GCSE Maths graphical problems questions will commonly be linked to real-life scenarios and situations such as travel graphs, temperature graphs and conversion graphs to name a few. This video breaks down the common framework used to tackle graphical problems.

The scale of graphs is important so it is essential to have a basic understanding of the scale and what each notch on the axes equals in order to solve the problem correctly.

Graphical problems are very common in math in particular, also appear a lot in the sciences. A graph is just a good way of representing two different pieces of information against one another. And the skills you learn here are ones that you might take all the way at university if you pursue something like a scientific career. In general, graphical problems, I've split into these different sort of topics, but they're all strongly related to one another. The first one here is graph equations, okay? Because we could always have a graph, which is just two pieces of information here, expressed usually by what we call the Y axis and the x axis. And in both of these cases, we can have some kind of way of relating these two bits of data. Now, the X could be anything we want to really. A math, we just keep it as x. But in, say, for example, physics, it could be something like, say, distance. And then if we had this Y one here, we could call that maybe say, velocity and get a slightly weird looking time graph. And we're always going to have some kind of relationship between Y and x.

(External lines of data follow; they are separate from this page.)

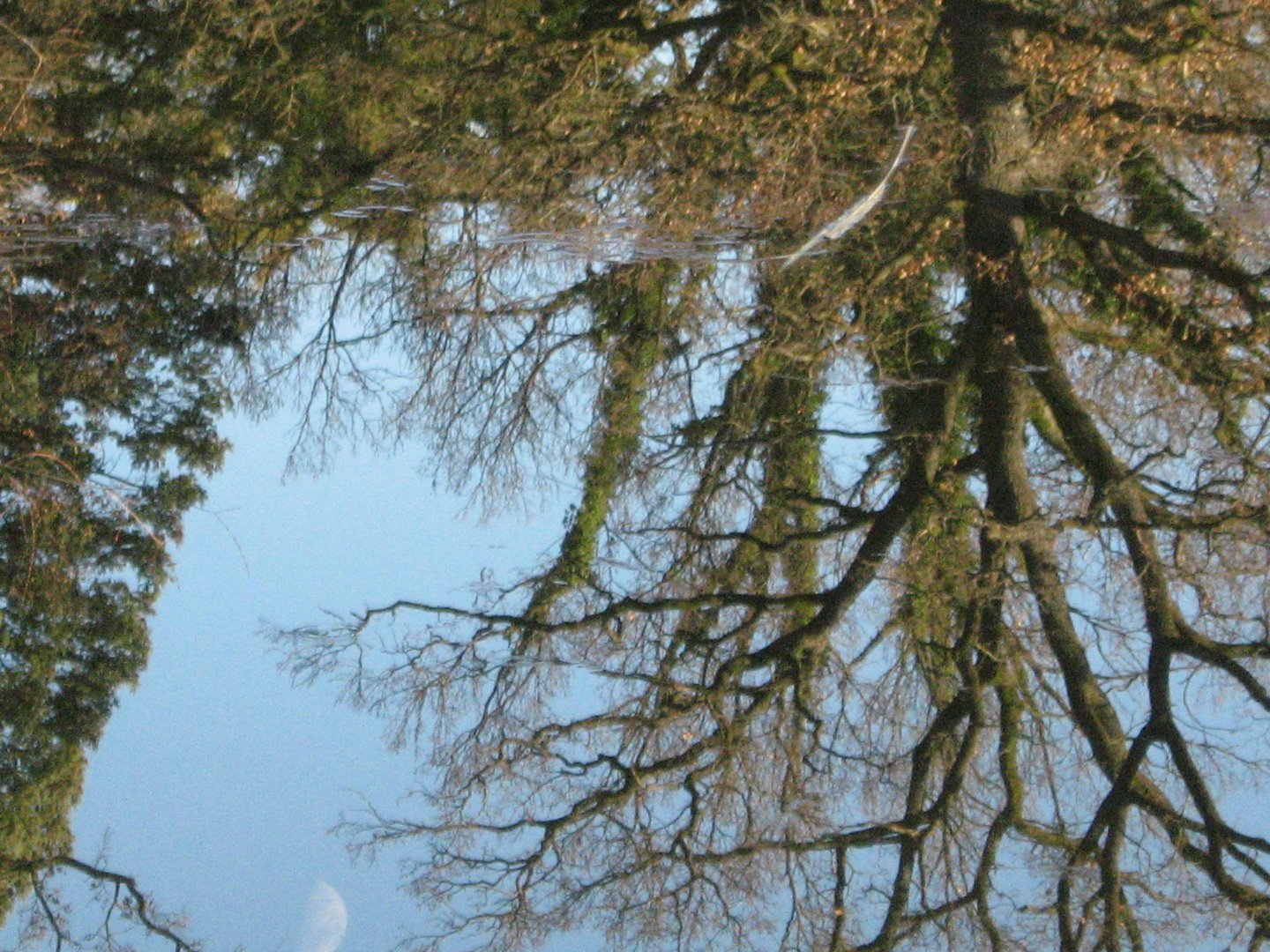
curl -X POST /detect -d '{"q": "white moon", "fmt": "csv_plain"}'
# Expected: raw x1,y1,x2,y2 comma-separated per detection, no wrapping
297,882,348,952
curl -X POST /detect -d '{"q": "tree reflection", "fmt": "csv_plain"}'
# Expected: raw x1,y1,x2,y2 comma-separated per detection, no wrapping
267,0,1270,952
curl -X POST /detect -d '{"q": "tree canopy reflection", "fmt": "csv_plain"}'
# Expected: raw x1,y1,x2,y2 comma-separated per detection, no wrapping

And the most common graph equation is that Y is going to be equal to x, which is then multiplied by some value, which we call the gradient. This is represented by the letter M, okay? And then that will give you an idea of how much Y increases compared to x. But of course this means if we substitute in x equals zero, which Y should then also equal zero. It's clearly not sure in this graph because when x is equal to zero, which corresponds to here, y is equal to some nonzero value, we call this value C, which is the Y intercept.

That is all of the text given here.